The union representing 400 Dominion Diamond Mines employees is attempting to guarantee that the company honours its multi-million dollar pension shortfall as it goes through a court-ordered creditor protection process.
If the shortfall isn’t prioritized, the Union of Northern Workers said it’s concerned that active members and pensioners would all face reduced pensions. “How much that would affect those pensioners and the current participants is not known, and would have to go through the court process to wind up and assign those assets,” says union president Todd Parsons.
He said the union is attending all of Dominion Diamond’s court hearings to advocate for its members. “The union will take the position [that] the pension earnings should be a priority before creditors are considered, in the event that this company is unable to succeed.”
According to its most recent valuation, Dominion Diamond’s defined benefit pension plan had $90.3 million in assets and a $99.5-million windup liability as of Jan. 1, 2019, leaving the company with a roughly $9-million shortfall.

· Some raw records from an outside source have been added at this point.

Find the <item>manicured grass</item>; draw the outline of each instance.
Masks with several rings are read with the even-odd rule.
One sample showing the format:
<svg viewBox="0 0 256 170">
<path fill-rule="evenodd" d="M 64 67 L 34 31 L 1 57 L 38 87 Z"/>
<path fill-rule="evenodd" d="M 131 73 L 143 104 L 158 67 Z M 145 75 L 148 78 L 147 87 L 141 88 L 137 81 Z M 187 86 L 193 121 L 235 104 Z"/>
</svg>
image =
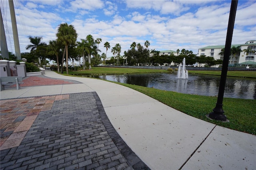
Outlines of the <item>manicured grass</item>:
<svg viewBox="0 0 256 170">
<path fill-rule="evenodd" d="M 221 75 L 221 71 L 189 70 L 188 73 L 192 74 L 208 74 L 209 75 Z M 256 78 L 255 71 L 228 71 L 228 76 L 239 77 Z"/>
<path fill-rule="evenodd" d="M 81 70 L 78 71 L 70 71 L 70 74 L 129 74 L 131 73 L 157 73 L 168 72 L 164 69 L 131 69 L 127 68 L 104 67 L 95 67 L 90 70 Z"/>
<path fill-rule="evenodd" d="M 182 112 L 232 129 L 256 134 L 256 100 L 224 98 L 223 109 L 230 122 L 210 120 L 206 115 L 212 111 L 217 97 L 188 95 L 136 85 L 114 82 L 146 94 Z"/>
</svg>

However, according to a sworn affidavit by Kristal Kaye, Dominion Diamond’s chief financial officer, the deficit had risen to $20.3 million as of Dec. 31, 2019, with its obligations sitting at $111.6 million and its assets at $91.2 million. Kaye noted those figures “may have changed materially given recent market volatility and interest rate changes.”

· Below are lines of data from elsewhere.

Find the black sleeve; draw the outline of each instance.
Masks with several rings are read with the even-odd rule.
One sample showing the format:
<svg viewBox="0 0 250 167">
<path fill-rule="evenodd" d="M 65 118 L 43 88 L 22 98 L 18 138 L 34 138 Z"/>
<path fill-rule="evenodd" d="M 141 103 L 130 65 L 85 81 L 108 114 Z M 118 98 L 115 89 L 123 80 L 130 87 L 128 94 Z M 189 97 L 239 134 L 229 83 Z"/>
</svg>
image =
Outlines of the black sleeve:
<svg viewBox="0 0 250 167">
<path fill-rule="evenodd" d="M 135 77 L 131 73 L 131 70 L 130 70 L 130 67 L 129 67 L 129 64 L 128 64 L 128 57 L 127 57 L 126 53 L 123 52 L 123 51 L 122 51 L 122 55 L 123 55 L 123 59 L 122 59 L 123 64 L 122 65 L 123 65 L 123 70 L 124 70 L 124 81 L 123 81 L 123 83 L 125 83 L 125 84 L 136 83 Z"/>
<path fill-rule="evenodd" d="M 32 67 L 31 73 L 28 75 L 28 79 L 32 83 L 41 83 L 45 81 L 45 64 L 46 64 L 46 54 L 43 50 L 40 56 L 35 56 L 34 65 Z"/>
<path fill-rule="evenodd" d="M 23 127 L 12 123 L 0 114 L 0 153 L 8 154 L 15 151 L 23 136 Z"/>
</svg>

The Union received documentation on the $9-million shortfall in April, says Parsons, but only learned about the larger deficit figure through Kaye’s submission to the court. “The union is trying to better understand that number and we’ve requested additional documentation from [Dominion Diamond].”
The company, which operates two diamond mines in the Northwest Territories, sought creditor protection in April when it couldn’t pay a US$20-million interest payment and another $16-million payment to its joint venture partner on one of its operations. Missing those payments could have led to a cascade of defaults, said Kaye in the affidavit, and could ultimately bankrupt the company.
In an emailed statement to Benefits Canada, Pat Merrin, chief executive officer of Dominion Diamond, said the company’s commitments to employees and local communities remain a priority. “We are working diligently to secure sufficient financing to continue operations and allow Dominion to emerge from the [Companies’ Creditors Arrangement Act] process an even stronger company.”